GSN

Faces of GSN

Erin L. Hart, Geologist (Published in December, 2016)

I grew up along the western shore of Lake Michigan, halfway between Milwaukee and Chicago. For all intents and purposes the term “Rust Belt” aptly describes my home town. During the summer months the oppressive heat and humidity of the Midwest would become unbearable, and my family would escape with a vacation. These trips tended to include the family of four driving across the US in a 1991 Honda Civic packed full of camping gear and good spirits. We explored our nation’s amazing park system, visited almost every roadside “wonder” and studied the history of our country. These trips inspired me to travel and explore the world. At the age of 16 I had visited 45 out of 50 states, and my eyes were set on more exotic places. By the time my high school graduation rolled around, I had grand visions of being a globetrotting journalist.

I enrolled in the University of Wisconsin-Madison with the intent of receiving a degree that would allow me to travel while paying the bills. Fortunately, the University is a liberal arts college and expects students to take a wide breadth of classes. This nudged me into an introductory geology class my first year; which led me to a summer paleontology dig. All of this was followed by mapping pegmatites during sleeting rain, camping over spring break in the Appalachian Mountains, and exploring the Black Hills. Before I knew it, geology had snuck up behind me, hit me squarely on the head and claimed me for itself. In 2007 I graduated with a degree in geology; all that stood between me and the real world was field camp in Park City, UT.

Field camp was everything I hoped it would be. I found such joy traversing the Wasatch and Uinta ranges. The class and scenery were strangely calming. My anxiety about finding a job dissipated. I was on a sort of cruise control until I met three professional geologists.

These economic geologists went in the field with us, observed us. I enjoyed spending time with them and found their work interesting. One thing led to another, and I had lined up an entry level job with Newmont Mining Corp. in wonderful Winnemucca, NV.

August 2007, I dutifully packed my belongings and drove across the country to northern Nevada. This is the moment my life changed. I arrived. Suddenly I was submerged in the mining industry. I use submerged because I felt I was barely able to keep my head above water. My first job was fast paced, physically intense and mentally draining; I worked as an underground ore control geologists in a narrow vein gold and silver mine. The first six months of the job were a difficult adjustment. During my first year I referred to myself as a “baby geologist”, because there was so much to learn. Looking back now I mostly remember fun and excitement. I had amazing support from the team of great geologists I worked with. They pushed me to keep going. Those first peers and supervisors are now close friends and mentors. I do not think I would have made it without their support, and there is no way to adequately thank them.

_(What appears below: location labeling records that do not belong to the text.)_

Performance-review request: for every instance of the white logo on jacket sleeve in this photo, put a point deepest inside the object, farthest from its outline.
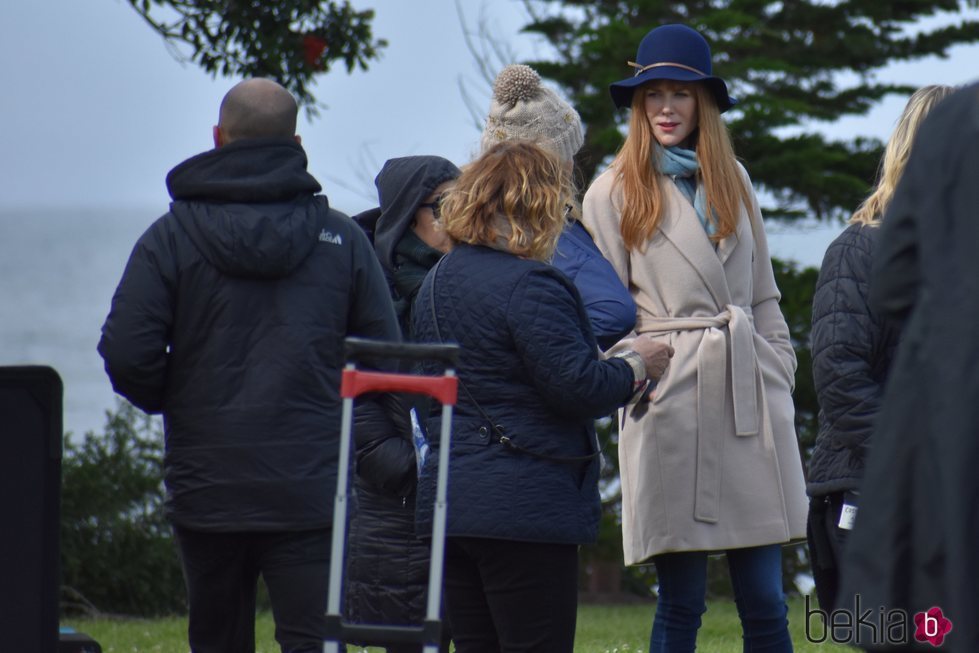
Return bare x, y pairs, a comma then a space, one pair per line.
330, 237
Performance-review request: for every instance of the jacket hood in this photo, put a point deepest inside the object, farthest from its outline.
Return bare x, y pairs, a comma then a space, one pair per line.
402, 184
249, 207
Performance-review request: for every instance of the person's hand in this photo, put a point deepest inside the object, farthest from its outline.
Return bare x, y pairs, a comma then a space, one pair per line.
655, 355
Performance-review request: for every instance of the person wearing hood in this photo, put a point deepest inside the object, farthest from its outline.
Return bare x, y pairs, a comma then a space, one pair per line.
387, 563
229, 320
404, 228
524, 109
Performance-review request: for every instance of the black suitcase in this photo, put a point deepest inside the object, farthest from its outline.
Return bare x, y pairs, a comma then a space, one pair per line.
355, 383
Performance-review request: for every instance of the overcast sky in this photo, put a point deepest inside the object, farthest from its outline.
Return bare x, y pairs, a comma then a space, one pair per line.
96, 110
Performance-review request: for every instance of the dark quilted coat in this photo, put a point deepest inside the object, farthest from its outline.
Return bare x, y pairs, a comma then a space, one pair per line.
387, 564
530, 360
852, 349
914, 544
230, 319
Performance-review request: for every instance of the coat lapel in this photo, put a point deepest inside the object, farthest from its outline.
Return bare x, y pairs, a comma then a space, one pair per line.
727, 245
681, 226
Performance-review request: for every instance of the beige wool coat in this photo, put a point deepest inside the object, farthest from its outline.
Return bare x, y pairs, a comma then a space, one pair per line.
714, 462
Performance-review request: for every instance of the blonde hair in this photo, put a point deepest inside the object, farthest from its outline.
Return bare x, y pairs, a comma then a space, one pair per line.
725, 187
897, 151
514, 197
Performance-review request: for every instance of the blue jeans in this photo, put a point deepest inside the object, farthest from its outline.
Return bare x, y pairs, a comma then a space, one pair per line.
756, 575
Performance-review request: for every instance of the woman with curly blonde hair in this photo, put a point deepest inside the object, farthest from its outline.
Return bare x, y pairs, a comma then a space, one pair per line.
712, 465
852, 350
524, 462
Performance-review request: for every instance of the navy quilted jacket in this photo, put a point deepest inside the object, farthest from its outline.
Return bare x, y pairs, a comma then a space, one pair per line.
852, 349
529, 359
611, 309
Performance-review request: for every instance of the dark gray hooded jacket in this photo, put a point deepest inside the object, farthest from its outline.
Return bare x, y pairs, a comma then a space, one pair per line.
229, 319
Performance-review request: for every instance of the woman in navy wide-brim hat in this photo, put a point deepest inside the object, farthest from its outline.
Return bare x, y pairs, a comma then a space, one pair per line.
711, 465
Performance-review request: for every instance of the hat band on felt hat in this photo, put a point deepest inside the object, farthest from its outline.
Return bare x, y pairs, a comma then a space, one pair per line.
641, 69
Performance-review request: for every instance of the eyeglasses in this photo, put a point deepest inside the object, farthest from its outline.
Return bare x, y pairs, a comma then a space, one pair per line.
435, 205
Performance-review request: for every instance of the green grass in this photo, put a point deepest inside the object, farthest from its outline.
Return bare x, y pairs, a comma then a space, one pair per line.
601, 629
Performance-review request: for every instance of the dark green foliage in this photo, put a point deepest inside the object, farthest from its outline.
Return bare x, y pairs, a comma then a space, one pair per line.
116, 547
791, 64
286, 40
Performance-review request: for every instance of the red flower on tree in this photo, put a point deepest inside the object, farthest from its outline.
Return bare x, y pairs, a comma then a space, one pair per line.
313, 49
931, 626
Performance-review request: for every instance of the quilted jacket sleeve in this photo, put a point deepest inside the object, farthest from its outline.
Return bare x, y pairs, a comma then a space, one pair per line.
600, 214
844, 339
136, 331
769, 320
546, 319
611, 310
371, 313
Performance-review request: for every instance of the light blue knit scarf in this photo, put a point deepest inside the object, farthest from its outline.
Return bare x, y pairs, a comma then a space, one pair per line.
681, 164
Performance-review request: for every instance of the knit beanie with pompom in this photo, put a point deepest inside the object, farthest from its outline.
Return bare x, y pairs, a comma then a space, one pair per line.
523, 109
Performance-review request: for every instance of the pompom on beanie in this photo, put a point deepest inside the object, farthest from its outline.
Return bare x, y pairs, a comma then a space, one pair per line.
523, 109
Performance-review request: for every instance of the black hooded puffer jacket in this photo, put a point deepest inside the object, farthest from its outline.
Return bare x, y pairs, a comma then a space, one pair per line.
387, 563
852, 349
229, 320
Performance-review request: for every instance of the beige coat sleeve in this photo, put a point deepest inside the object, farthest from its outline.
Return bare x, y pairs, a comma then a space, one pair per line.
769, 320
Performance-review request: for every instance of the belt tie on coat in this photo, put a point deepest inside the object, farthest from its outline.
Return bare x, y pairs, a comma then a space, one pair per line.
715, 356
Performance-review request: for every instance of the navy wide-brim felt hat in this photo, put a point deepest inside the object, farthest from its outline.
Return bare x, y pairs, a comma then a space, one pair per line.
674, 52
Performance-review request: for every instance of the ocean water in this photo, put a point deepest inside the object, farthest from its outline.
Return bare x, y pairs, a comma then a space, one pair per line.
58, 270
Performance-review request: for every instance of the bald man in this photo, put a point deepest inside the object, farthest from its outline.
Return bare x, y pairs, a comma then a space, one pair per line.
229, 320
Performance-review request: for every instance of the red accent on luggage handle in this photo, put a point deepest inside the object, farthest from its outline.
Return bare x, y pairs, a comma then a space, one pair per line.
357, 382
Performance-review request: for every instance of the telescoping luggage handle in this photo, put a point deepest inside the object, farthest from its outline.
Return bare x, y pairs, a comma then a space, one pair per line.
354, 383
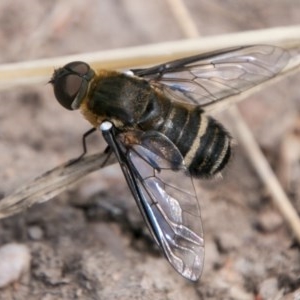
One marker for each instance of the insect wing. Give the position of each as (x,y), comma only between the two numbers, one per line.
(170,208)
(207,78)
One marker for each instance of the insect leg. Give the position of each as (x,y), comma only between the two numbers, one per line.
(84,146)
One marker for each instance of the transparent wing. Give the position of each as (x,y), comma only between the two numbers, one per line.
(170,207)
(206,78)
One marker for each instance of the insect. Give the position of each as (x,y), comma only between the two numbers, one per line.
(155,121)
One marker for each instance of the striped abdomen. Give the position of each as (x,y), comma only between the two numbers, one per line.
(202,141)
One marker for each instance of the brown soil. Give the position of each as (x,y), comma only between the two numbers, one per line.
(91,242)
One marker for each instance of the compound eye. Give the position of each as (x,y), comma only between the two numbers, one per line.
(68,83)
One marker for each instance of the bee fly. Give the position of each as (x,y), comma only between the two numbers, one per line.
(154,121)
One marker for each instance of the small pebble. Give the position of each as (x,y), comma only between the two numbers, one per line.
(35,232)
(14,261)
(268,289)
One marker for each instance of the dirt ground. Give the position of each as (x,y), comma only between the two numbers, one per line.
(91,241)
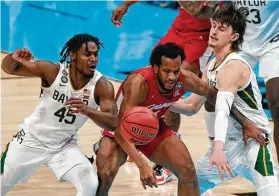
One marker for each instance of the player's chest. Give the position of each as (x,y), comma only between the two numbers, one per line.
(63,93)
(257,10)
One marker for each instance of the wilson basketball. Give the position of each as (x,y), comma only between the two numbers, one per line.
(139,125)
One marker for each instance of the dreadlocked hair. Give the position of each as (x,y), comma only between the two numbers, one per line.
(234,17)
(75,43)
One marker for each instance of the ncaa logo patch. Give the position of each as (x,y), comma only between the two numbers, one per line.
(64,72)
(179,85)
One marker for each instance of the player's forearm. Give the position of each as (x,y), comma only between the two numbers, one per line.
(189,106)
(9,65)
(242,120)
(129,3)
(129,148)
(105,120)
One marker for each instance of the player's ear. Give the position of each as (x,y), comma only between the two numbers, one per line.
(235,36)
(156,69)
(72,56)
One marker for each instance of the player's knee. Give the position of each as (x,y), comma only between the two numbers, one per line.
(209,107)
(172,120)
(89,182)
(187,173)
(270,190)
(107,169)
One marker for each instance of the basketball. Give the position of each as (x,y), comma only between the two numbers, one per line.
(139,125)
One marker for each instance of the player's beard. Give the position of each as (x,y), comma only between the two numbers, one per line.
(86,75)
(162,84)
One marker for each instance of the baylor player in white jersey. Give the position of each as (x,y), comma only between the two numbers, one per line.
(261,44)
(232,76)
(70,94)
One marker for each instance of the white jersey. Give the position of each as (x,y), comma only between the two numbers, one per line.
(248,98)
(262,33)
(51,123)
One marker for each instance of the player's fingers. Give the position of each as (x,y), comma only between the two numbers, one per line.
(154,176)
(225,171)
(143,185)
(148,183)
(115,17)
(73,101)
(210,165)
(229,169)
(73,105)
(220,172)
(245,139)
(261,139)
(152,181)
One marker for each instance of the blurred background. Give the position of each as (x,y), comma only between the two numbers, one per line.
(45,26)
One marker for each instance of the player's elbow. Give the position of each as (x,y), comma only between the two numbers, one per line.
(6,67)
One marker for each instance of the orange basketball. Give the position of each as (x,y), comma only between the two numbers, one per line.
(139,125)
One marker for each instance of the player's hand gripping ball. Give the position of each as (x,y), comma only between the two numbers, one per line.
(139,125)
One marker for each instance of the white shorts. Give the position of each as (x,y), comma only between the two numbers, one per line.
(25,154)
(254,162)
(204,59)
(268,63)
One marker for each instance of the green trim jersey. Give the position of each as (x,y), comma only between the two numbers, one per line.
(248,98)
(51,122)
(262,33)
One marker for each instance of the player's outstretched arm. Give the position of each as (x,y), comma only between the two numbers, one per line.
(104,96)
(20,63)
(193,83)
(228,86)
(120,11)
(190,105)
(135,92)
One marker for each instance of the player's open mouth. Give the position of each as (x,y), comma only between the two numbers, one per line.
(213,39)
(92,68)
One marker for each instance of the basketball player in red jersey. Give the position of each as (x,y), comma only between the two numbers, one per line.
(157,87)
(189,32)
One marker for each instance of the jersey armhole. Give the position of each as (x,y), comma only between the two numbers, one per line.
(55,82)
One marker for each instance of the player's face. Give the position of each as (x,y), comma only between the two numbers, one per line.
(87,59)
(221,35)
(168,72)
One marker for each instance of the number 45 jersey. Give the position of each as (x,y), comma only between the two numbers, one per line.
(262,33)
(51,122)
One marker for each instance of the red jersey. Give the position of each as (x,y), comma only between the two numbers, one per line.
(186,23)
(155,101)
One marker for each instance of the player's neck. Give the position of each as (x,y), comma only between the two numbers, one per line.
(77,80)
(222,53)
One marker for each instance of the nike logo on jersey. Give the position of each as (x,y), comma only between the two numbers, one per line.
(60,97)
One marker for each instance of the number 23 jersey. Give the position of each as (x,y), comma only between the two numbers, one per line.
(262,32)
(51,122)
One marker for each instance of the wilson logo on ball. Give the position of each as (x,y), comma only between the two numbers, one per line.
(142,132)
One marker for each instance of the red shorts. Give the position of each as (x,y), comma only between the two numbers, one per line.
(164,132)
(193,43)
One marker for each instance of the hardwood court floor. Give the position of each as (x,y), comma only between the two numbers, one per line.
(19,98)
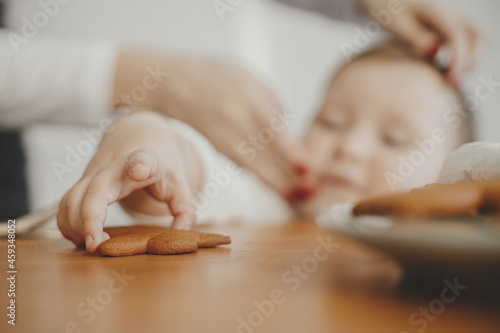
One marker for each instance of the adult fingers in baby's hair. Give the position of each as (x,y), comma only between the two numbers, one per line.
(168,186)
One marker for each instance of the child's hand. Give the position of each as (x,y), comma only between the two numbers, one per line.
(142,151)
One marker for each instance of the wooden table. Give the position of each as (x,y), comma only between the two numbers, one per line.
(286,278)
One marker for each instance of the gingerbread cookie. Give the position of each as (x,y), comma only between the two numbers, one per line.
(126,241)
(437,200)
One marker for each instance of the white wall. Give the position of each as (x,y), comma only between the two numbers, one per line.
(293,50)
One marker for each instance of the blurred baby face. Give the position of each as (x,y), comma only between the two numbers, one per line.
(380,128)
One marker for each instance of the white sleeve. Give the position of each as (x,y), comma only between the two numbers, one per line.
(56,81)
(345,10)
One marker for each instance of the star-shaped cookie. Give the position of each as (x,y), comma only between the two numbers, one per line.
(127,241)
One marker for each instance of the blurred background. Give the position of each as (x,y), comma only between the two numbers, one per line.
(293,50)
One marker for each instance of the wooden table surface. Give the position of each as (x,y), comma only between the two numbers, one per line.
(287,278)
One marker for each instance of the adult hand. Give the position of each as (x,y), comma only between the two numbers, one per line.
(427,25)
(141,156)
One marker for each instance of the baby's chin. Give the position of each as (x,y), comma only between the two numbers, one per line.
(324,198)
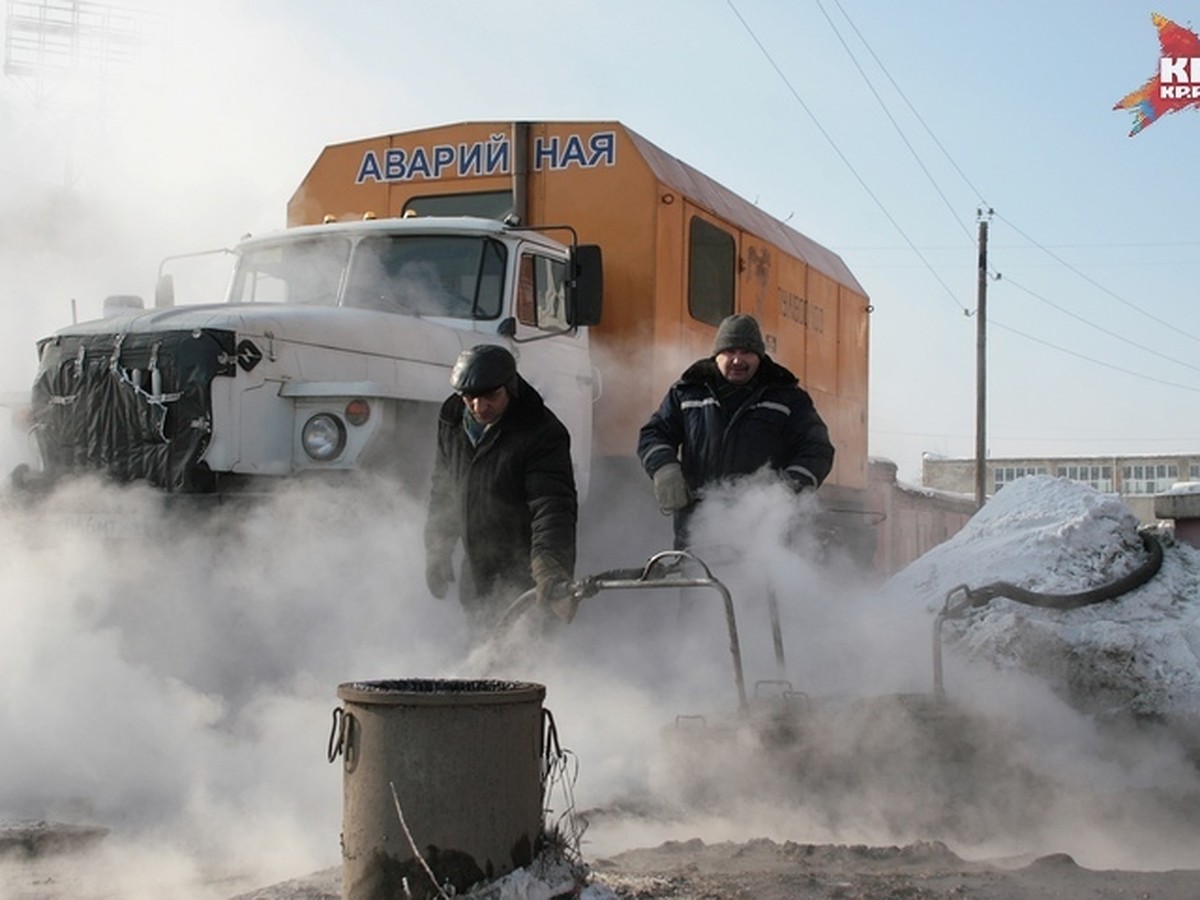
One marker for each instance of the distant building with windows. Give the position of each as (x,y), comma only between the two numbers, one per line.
(1135,479)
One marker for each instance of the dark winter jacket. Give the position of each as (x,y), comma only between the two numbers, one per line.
(510,499)
(775,425)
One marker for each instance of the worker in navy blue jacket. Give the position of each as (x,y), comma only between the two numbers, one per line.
(731,414)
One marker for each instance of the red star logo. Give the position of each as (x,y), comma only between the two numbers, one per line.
(1180,49)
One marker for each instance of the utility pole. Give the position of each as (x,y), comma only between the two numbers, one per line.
(982,364)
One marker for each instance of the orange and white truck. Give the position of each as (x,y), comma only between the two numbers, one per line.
(334,341)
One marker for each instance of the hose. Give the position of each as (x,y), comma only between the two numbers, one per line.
(1133,580)
(972,598)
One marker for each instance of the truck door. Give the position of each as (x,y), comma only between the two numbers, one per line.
(551,358)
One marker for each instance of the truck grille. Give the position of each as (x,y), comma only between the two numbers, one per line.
(132,407)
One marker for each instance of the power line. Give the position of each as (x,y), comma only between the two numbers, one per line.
(1123,339)
(843,156)
(1090,359)
(1095,283)
(895,125)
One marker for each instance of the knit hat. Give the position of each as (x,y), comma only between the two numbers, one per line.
(739,331)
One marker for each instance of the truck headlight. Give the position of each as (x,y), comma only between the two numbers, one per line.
(323,437)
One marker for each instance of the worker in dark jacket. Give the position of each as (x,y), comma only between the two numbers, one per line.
(503,485)
(731,414)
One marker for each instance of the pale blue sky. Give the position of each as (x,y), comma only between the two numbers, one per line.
(1093,337)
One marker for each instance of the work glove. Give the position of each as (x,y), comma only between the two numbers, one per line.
(799,481)
(553,588)
(670,489)
(438,575)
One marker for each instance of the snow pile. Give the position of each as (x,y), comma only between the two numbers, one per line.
(1133,657)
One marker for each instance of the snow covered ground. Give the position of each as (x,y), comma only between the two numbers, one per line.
(174,685)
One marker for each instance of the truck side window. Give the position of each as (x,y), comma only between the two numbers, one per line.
(527,304)
(541,293)
(712,263)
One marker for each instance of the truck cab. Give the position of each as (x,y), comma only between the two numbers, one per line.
(330,353)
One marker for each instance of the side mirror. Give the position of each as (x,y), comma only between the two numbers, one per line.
(165,292)
(587,295)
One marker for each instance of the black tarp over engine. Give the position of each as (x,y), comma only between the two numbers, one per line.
(130,406)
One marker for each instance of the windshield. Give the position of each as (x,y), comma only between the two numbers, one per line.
(455,276)
(427,275)
(305,271)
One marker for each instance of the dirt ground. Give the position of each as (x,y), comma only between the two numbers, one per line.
(49,869)
(766,870)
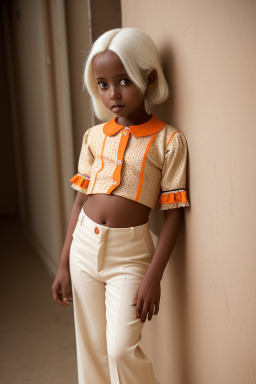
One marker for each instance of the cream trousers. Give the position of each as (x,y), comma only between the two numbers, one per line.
(106,267)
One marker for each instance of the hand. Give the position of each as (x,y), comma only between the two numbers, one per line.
(147,298)
(61,288)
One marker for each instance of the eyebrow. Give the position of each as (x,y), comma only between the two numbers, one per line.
(120,75)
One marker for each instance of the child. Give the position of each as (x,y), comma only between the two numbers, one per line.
(126,165)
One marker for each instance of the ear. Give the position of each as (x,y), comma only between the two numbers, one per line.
(152,75)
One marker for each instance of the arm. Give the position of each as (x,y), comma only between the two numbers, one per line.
(148,294)
(62,291)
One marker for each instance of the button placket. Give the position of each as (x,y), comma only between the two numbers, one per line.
(116,178)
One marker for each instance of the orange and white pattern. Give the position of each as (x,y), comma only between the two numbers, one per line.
(145,163)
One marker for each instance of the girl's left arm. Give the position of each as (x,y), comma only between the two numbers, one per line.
(147,297)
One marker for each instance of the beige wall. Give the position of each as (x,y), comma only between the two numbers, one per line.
(206,329)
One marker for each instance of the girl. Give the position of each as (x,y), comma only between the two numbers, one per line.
(109,266)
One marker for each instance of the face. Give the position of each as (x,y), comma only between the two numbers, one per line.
(117,92)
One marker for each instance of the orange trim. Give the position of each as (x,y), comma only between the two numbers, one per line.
(173,197)
(172,137)
(80,181)
(102,163)
(143,166)
(120,156)
(151,126)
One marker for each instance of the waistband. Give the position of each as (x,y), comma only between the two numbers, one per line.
(101,231)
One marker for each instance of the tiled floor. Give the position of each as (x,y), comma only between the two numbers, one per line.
(37,337)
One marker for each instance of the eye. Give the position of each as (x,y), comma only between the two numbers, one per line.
(125,82)
(102,84)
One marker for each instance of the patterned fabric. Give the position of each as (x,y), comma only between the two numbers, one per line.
(145,163)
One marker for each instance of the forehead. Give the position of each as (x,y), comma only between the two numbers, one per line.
(107,63)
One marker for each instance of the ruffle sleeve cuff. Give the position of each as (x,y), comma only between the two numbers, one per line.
(80,182)
(173,199)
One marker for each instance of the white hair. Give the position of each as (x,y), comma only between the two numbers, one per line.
(138,55)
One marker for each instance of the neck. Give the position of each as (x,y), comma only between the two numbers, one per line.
(134,119)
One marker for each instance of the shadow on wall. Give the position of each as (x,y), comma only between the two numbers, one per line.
(170,326)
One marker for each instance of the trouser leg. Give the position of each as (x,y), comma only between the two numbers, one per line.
(89,316)
(128,364)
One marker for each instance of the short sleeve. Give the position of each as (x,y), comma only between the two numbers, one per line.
(173,184)
(80,181)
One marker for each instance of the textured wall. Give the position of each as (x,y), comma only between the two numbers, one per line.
(205,332)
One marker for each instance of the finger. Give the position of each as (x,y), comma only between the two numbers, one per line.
(144,311)
(135,300)
(65,295)
(150,312)
(156,307)
(139,308)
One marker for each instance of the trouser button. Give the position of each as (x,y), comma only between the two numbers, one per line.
(96,230)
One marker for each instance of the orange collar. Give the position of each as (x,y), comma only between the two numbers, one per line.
(149,128)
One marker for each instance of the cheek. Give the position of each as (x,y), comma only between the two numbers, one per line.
(103,97)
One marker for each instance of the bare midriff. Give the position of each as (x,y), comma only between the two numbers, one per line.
(115,211)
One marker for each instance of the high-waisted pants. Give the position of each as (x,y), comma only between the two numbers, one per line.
(106,267)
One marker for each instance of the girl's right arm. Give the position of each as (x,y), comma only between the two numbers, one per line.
(61,288)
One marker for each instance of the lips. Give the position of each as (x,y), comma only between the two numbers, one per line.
(117,107)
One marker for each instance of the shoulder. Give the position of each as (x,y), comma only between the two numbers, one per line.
(93,132)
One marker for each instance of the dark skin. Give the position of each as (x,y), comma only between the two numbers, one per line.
(115,88)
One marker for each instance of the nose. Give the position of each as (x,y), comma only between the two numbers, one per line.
(115,93)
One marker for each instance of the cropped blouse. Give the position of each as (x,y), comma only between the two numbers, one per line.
(145,163)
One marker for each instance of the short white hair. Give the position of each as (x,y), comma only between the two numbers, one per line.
(138,55)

That was almost ten years ago. Since then I have had many amazing opportunities within Newmont. After my stint working underground ore control I evaluated and started new potential underground projects, assessed potential acquisitions, managed surface exploration programs, and kept learning. Even though my career has not taken me around the world (yet), it has provided me with the opportunity to travel in my free time.

I recently came back from a trip to Scotland. One day I forced my travel companion (and husband) to participate in a geologic pilgrimage. We spent the morning strolling up Arthur’s Seat and soaked in the exquisite views of Edinburgh. After a delicious lunch we ventured to Greyfriars Kirk to visit James Hutton’s grave. I shed a few unexpected tears and remembered why I love being a geologist.

I explore the world around me with cutting edge technology. I see pieces of the world that have never been seen before. Then I interpret what it means; I predict where the next deposit is or where the fault projects. I cannot think of any other job where I would be able to take what I dream up and see if it is reality. To me, being an economic geologist is the perfect mix of science and art. I look forward to many more years in the industry, because I know I will always have the opportunity to learn and grow.

Sometimes I dream of the trees and lakes of my childhood; then I channel Wallace Stegner, “You have to get over the color green; you have to quit associating beauty with gardens and lawns; you have to get used to an inhuman scale; you have to understand geological time.”